Finally you have found the horse of your dreams. Now, it has to pass the vet, whose full five-stage clinical snapshot should reveal whether your chosen one is fit for purpose.

In a 2hr examination, the vet is expected to gaze into a crystal ball and predict the future of the creature under his stethoscope. Many vets try to explain to the novice that “no horse is perfect” but, in some cases, they are now so fearful of litigation that they straddle a fence as wide as an Aintree hedge.

All too often, within the space of an hour, a horse that has gone happily and soundly for years may be denounced as lame, arthritic or about to fall victim to some impending disaster.

Since the end of the 1990s, the British Equine Veterinary Association (BEVA) has advised its vets not to pass or fail a horse but, instead, venture an opinion as to the suitability of the horse for the job intended, based on a clinical examination and an expert opinion.

Jeremy Mantell, who since 1998 has headed BEVA’s working party on vetting, says that flexion tests and lungeing in a small circle on hard ground are common bones of contention.

In 2005 he wrote: “These techniques should be more to exacerbate or confirm a suspicion of abnormality that has already been detected than solely to act as a screening technique in an otherwise normal horse.

“That said, there will inevitably be variations in the degree of acceptable normality with these techniques depending on the age and type of horse involved and it will be up to the attending vet to make a balanced judgement on their acceptability, rather than to take an all or nothing view.”

And it is no longer just the vet who influences the sale. The prospective insurers are now a huge factor, too. They interpret the vet’s certificate and put their own exclusions on the policy. These are the people who can make or break a purchase — in many cases, without even intending to.

Large insurers’ spokesmen claim to apply “common sense”, but that does not explain anecdotal evidence that exclusions seem to be applied in a haphazard manner.

Exclusions on insurance policies based on vettings can cause a price to plummet or even a sale to fall through, while the horse with the offending lump, bump or wolf tooth will probably be sound or able to do the job for which it was advertised.

“If an insurance company puts exclusions on a horse, it can stop the sale regardless of whether this is likely to have any impact on its performance,” confirms Susie Pragnell, who sells top-class event horses all over the world. “It still doesn’t mean the horse isn’t going to put its foot down a rabbit hole the next day.”

Our vetting system was once the envy of Europe but now it seems it’s increasingly under fire from all sides.

Horse & Hound’s consultant vet Karen Coumbe says: “With a vetting, there really is no other commercial transaction in which it’s easier for the vendor to offload all responsibility for defective goods on to the poor examining vet,” she says. “Sometimes you feel like piggy in the middle, caught between the buyer and seller.
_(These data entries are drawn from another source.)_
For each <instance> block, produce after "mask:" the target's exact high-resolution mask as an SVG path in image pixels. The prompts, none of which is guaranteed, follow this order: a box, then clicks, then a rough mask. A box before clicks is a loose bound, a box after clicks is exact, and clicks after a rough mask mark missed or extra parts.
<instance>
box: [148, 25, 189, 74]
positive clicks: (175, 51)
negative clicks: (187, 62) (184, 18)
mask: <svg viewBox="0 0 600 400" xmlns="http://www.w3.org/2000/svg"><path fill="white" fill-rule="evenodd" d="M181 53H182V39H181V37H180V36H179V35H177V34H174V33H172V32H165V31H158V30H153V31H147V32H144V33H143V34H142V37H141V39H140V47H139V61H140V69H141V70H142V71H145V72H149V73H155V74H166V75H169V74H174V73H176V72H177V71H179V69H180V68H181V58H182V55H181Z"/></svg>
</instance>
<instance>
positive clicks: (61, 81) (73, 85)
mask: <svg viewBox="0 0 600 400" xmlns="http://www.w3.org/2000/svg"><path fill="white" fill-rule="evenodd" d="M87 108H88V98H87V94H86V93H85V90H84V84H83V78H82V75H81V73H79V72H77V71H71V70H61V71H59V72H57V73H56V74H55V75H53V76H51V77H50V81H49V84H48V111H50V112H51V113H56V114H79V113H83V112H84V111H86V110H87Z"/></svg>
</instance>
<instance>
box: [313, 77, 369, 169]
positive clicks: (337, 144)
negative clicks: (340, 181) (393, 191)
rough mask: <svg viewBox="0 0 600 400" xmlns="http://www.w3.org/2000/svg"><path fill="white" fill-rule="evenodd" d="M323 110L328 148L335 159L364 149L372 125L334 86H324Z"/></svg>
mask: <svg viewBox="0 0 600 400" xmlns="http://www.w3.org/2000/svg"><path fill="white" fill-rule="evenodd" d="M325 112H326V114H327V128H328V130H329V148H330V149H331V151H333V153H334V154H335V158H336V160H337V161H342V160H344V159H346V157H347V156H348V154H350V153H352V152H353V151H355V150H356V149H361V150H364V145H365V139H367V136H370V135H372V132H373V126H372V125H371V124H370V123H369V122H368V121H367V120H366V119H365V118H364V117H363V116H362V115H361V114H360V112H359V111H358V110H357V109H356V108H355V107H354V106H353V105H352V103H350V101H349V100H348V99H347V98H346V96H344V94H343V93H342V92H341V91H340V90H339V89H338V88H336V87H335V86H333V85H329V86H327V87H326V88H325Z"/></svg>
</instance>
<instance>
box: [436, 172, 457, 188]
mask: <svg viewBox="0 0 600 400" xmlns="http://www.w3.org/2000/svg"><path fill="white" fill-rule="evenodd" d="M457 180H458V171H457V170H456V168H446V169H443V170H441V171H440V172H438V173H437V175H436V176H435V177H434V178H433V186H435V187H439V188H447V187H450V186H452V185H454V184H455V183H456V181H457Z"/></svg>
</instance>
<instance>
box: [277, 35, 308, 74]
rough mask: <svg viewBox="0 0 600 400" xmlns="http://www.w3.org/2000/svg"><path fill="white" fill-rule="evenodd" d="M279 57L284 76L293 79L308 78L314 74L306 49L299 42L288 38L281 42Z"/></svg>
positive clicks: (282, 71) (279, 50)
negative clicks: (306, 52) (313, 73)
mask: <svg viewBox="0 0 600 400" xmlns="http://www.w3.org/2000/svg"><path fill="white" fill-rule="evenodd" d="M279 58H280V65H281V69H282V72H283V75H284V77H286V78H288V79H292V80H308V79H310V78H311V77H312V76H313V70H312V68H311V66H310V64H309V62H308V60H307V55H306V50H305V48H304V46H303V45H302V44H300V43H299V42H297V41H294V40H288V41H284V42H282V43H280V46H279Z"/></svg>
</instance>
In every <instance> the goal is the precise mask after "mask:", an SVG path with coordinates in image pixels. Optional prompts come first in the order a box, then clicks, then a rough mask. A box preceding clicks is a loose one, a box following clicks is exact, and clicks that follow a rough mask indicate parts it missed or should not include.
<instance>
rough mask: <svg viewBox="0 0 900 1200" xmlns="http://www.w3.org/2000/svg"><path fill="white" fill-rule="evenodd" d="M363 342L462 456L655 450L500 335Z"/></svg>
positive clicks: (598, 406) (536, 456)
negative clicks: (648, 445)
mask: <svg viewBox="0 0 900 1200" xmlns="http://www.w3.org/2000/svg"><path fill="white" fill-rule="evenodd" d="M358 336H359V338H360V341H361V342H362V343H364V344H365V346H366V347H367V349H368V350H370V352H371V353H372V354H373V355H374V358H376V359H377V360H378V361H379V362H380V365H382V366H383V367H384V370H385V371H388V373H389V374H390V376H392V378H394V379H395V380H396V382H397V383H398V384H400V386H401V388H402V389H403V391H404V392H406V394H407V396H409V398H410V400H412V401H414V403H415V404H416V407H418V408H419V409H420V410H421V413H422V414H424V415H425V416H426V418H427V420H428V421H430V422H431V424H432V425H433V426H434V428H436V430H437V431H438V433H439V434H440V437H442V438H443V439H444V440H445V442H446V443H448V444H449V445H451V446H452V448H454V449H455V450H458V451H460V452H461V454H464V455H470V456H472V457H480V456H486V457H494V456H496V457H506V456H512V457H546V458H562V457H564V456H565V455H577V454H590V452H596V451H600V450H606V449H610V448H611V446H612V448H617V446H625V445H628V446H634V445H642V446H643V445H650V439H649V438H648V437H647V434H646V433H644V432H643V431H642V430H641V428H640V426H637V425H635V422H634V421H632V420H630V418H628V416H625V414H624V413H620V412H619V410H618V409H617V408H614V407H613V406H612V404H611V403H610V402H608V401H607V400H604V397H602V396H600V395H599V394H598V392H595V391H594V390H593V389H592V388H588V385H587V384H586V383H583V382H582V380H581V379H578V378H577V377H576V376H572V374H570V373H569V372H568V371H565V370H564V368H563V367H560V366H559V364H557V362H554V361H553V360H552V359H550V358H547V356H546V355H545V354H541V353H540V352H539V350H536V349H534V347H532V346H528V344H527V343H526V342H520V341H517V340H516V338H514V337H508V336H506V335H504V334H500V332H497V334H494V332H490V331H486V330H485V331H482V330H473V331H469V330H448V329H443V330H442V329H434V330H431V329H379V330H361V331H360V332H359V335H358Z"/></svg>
“It can be doubly difficult when the would-be purchaser is new to horses. I used to say I deal with horsey people, now I deal with people who buy horses.”

Vets are all too aware of the risk of missing things at vettings that could land them in court; a sarcoid hidden under a thick coat is all too easily missed, for example.

But contrary to the fear that the higher the cost of the horse, the bigger the stakes, Karen believes this can help.

“The rising cost of horses at least is a plus factor. The high-value animal is now much easier to trace because it will have a proven competition record,” she explains.

She believes this type of horse is much easier to evaluate than one with no record, which is often at the cheaper end of the market. But it is not just a problem stoked by novice horse owners, who often purchase cheaper horses.

“Even experienced horse owners buying a valuable horse may be looking for a guarantee of soundness for the future,” says Karen.

More and more vets are being asked to take on the role of adviser.

BEVA’s Henry Tremaine says: “People are hoping to get a yes/no answer from the vet as to whether they should buy the horse. Some people new to horses think the vetting is a bit like buying a car with a warranty. But no one can guarantee whether a horse is going to develop arthritis or throw a curb.

“What the buyer is getting is a movie frame of that horse’s health on that day, combined with an expert opinion.”